Join for a poetry reading to celebrate Ananda Lima's new collection Mother/land in paperback with special guest poets Marina Carreira, Emily Lee Luan, Xandria Phillips, and Felicia Zamora. Mother/land engages in the themes of language and legacy through mutli-lingual lyricism, something Word Up celebrates. There will be readings from each poet, followed by a brief conversation
Mother/land, winner of the 2020 Hudson Prize, is focused on the intersection of motherhood and immigration and its effects on a speaker’s relationship to place, others and self. It investigates the mutual and compounding complications of these two shifts in identity while examining legacy, history, ancestry, land, home, and language. The collection is heavily focused on the latter, including formal experimentation with hybridity and polyvocality, combining English and Portuguese, interrogating translation and transforming traditional repeating poetic forms. These poems from the perspective of an immigrant mother of an American child create a complex picture of the beauty, danger and parental love the speaker finds and the legacy she brings to her reluctant new motherland.
Ananda Lima’s poetry collection Mother/land (Black Lawrence Press, 2021) is the winner of the Hudson Prize. She is also the author of two poetry chapbooks (Amblyopia, Bull City Press, 2020, and Translation, Paper Nautilus, 2019), a fiction chapbook (Tropicália, Newfound, 2021), and a poetry and photography chapbook (Vigil, Get Fresh Books, 2021). Her work has appeared in the American Poetry Review,
Poets.org, Kenyon Review Online, the Birmingham Poetry Review, Gulf Coast, and elsewhere. She has an MA in Linguistics from UCLA and an MFA in Creative Writing in Fiction from Rutgers University, Newark
Marina Carreira (she/they) is a queer Luso-American poet artist from Newark, NJ. She is the author of tantotanto (Cavankerry Press, forthcoming 2022), Save the Bathwater (Get Fresh Books, 2018) and I Sing to That Bird Knowing It Won’t Sing Back (Finishing Line Press, 2017). She has exhibited her art at Morris Museum, ArtFront Galleries, West Orange Arts Council, Monmouth University Center for the Arts, among others. Her work investigates identity as it relates to gender, urban, queer, and bicultural first-generation spaces. Keep up with her at
hellomarinacarreira.com.
Emily Lee Luan is a Taiwanese American poet and essayist. She is the author of I Watch the Boughs, selected by Gabrielle Calvocoressi for a 2020 Poetry Society of America Chapbook Fellowship. A 2020 Margins Fellow at the Asian American Writers’ Workshop and the recipient of a 2022 Pushcart Prize, her work has appeared or is forthcoming in Best American Poetry (2021), Best New Poets (2019), American Poetry Review, The Offing, and elsewhere. She holds an MFA in Poetry from Rutgers University-Newark and lives in Brooklyn.

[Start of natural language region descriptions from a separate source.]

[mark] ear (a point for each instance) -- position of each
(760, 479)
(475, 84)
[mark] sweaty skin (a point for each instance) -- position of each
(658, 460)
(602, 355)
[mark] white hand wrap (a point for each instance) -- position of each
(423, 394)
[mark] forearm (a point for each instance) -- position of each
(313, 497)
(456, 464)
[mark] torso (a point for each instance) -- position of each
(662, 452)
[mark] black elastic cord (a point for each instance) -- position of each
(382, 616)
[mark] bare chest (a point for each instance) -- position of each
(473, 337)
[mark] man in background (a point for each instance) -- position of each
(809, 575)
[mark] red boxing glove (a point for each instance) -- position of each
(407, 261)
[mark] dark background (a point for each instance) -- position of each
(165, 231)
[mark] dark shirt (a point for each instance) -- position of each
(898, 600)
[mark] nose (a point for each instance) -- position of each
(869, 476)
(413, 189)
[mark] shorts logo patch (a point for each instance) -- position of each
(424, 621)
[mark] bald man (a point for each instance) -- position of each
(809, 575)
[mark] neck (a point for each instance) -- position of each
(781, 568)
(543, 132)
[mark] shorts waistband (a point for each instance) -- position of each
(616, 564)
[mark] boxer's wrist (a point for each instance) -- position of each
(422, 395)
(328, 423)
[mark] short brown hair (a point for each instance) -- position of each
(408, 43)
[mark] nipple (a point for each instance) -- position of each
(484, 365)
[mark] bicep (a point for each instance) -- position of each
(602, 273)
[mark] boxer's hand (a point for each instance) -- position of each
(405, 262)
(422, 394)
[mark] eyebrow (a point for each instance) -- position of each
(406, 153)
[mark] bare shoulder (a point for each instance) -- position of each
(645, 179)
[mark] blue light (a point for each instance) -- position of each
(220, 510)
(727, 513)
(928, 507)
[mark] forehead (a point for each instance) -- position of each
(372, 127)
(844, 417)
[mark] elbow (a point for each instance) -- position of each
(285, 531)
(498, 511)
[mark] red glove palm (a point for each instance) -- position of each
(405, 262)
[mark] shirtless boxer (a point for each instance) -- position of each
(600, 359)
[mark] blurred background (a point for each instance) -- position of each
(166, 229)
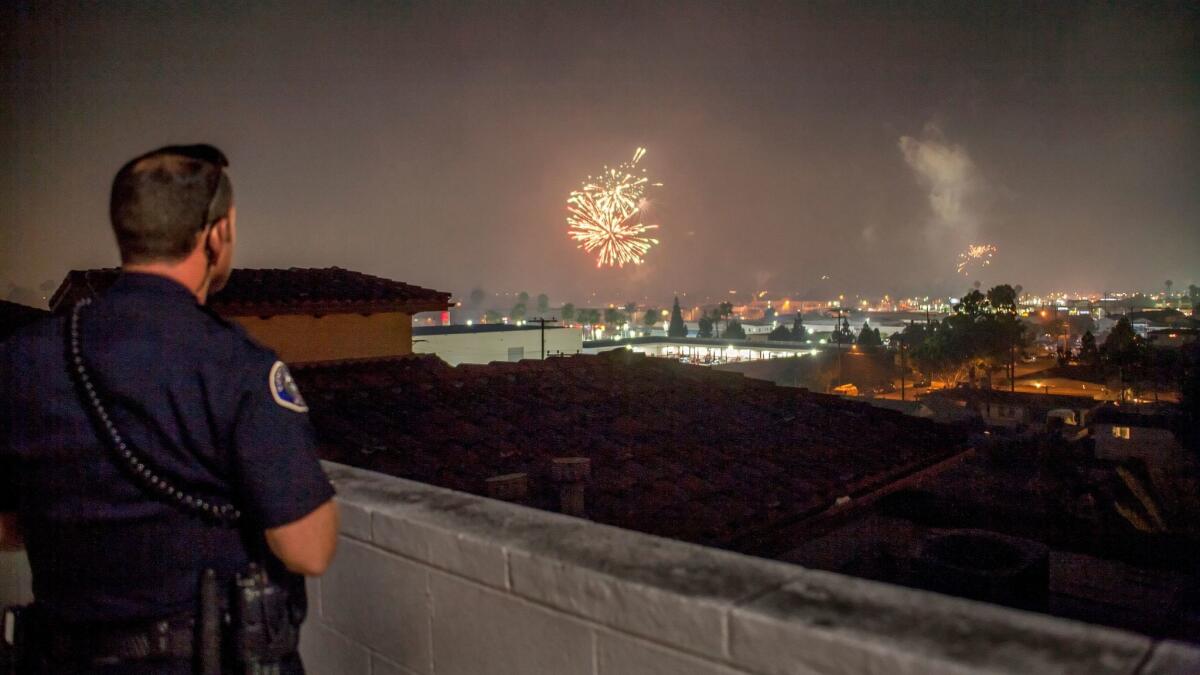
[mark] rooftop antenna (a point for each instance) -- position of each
(543, 322)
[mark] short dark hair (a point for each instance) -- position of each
(163, 198)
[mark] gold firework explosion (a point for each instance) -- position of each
(976, 255)
(604, 215)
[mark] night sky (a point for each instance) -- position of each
(437, 142)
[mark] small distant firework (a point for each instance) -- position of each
(976, 256)
(604, 214)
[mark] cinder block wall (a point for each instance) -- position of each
(435, 581)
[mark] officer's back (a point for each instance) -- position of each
(210, 418)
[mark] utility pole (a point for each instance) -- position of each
(543, 322)
(838, 333)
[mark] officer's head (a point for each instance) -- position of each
(173, 203)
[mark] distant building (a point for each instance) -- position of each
(1171, 336)
(496, 342)
(1121, 435)
(305, 315)
(1013, 410)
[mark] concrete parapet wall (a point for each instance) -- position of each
(435, 581)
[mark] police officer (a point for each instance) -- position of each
(195, 454)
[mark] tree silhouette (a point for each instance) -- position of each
(798, 333)
(677, 328)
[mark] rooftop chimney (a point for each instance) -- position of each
(509, 488)
(571, 475)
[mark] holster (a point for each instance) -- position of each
(265, 622)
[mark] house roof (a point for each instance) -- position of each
(676, 451)
(1048, 401)
(456, 329)
(13, 316)
(269, 292)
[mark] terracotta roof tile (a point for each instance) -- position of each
(677, 451)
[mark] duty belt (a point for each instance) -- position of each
(105, 645)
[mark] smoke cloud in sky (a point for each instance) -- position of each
(953, 181)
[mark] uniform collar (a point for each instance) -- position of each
(143, 282)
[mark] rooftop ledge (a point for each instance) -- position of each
(427, 579)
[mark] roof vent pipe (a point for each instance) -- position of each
(571, 476)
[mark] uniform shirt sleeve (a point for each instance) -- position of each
(275, 466)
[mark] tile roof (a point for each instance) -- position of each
(676, 451)
(13, 316)
(269, 292)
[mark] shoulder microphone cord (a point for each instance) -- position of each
(222, 513)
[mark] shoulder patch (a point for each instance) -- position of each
(283, 388)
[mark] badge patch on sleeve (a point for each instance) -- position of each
(285, 390)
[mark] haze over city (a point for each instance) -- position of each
(810, 149)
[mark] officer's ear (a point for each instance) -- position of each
(219, 237)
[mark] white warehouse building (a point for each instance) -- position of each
(495, 342)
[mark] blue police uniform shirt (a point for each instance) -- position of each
(214, 412)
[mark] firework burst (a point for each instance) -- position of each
(604, 215)
(977, 255)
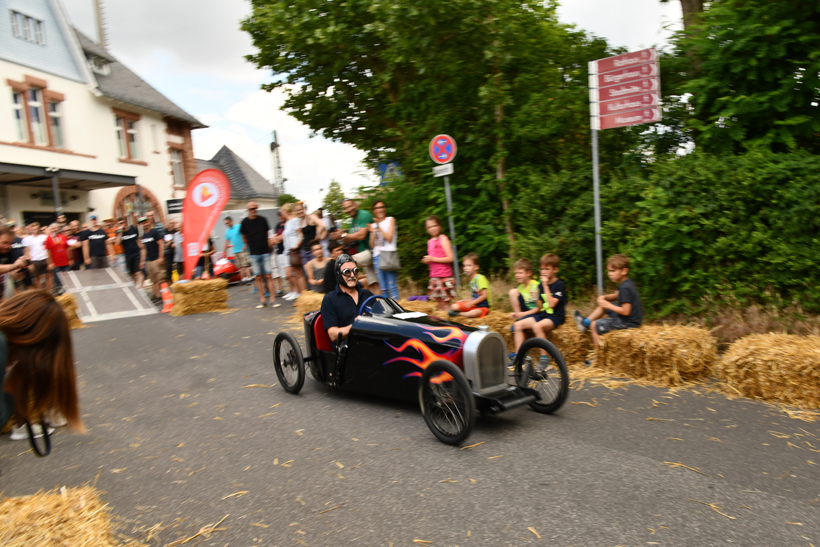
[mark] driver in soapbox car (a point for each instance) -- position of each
(454, 371)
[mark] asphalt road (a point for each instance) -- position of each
(177, 438)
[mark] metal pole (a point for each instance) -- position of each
(452, 231)
(596, 190)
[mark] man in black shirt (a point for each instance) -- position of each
(256, 233)
(340, 307)
(335, 247)
(12, 261)
(95, 245)
(151, 258)
(129, 238)
(75, 245)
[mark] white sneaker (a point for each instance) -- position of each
(21, 434)
(55, 419)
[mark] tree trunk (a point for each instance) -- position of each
(500, 175)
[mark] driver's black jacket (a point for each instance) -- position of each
(339, 309)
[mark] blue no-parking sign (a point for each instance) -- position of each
(443, 149)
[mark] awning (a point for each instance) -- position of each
(39, 177)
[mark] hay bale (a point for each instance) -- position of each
(200, 297)
(573, 344)
(74, 516)
(199, 286)
(69, 304)
(774, 367)
(667, 355)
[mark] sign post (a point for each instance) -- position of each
(623, 90)
(442, 150)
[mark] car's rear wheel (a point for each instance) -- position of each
(446, 402)
(288, 362)
(551, 382)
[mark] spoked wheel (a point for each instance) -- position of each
(551, 382)
(446, 402)
(288, 362)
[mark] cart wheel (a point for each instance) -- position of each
(552, 383)
(288, 362)
(447, 403)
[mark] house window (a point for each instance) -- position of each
(176, 167)
(27, 28)
(19, 103)
(37, 119)
(131, 131)
(121, 138)
(127, 135)
(56, 121)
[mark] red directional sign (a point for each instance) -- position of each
(625, 89)
(627, 75)
(622, 91)
(635, 102)
(443, 149)
(626, 60)
(635, 117)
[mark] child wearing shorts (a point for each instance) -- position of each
(439, 258)
(626, 314)
(551, 315)
(479, 304)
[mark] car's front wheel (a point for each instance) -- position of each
(447, 402)
(288, 362)
(549, 378)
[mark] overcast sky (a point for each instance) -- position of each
(192, 51)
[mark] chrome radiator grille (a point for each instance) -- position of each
(491, 362)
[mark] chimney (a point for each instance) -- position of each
(100, 24)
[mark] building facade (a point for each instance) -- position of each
(75, 120)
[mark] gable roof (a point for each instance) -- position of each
(246, 182)
(123, 85)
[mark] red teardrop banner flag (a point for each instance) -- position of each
(207, 195)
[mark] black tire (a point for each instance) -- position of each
(552, 385)
(288, 362)
(448, 407)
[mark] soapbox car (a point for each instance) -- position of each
(454, 371)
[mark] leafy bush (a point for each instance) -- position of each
(716, 226)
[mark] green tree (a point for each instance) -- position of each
(759, 76)
(332, 202)
(507, 80)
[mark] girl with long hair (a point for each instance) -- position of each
(37, 362)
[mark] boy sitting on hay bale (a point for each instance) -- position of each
(627, 314)
(479, 304)
(552, 301)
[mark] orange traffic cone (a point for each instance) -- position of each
(167, 298)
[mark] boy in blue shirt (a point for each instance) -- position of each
(479, 304)
(553, 301)
(525, 299)
(627, 314)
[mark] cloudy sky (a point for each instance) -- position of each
(192, 51)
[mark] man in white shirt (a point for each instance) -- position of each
(35, 242)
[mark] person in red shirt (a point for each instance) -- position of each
(57, 246)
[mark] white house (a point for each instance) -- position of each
(74, 118)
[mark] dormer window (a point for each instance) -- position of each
(27, 28)
(99, 65)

Xandria Phillips is a poet and visual artist from rural Ohio. The recipient of a Whiting Award, and a LAMBDA Literary Award for their book HULL (Nightboat Books 2019), Xandria has received fellowships from Brown University, The Sewanee Writer’s Conference, The Wisconsin Institute for Creative Writing, and The Center for African American Poetry and Poetics. Their work has been featured in Berlin Quarterly, Crazyhorse,
POETS.org, Virginia Quarterly Review, and elsewhere.
Felicia Zamora is the author of six poetry books including, I Always Carry My Bones, winner of the 2020 Iowa Poetry Prize (University of Iowa Press, 2021), Quotient (forthcoming from Tinderbox Editions), Body of Render, Benjamin Saltman Award winner (Red Hen Press, 2020), and Of Form & Gather, Andrés Montoya Poetry Prize winner (University of Notre Dame Press). A CantoMundo and Ragdale Foundation fellow, she won the 2020 C.P. Cavafy Prize from Poetry International, the Wabash Prize for Poetry and the Tomaž Šalamun Prize. Her poems appear or are forthcoming in AGNI, Alaska Quarterly Review, American Poetry Review, Boston Review, Georgia Review, Guernica, Missouri Review Poem-of-the-Week, Orion, POETRY, The Nation, and others. She is an assistant professor of poetry at the University of Cincinnati and associate poetry editor for the Colorado Review.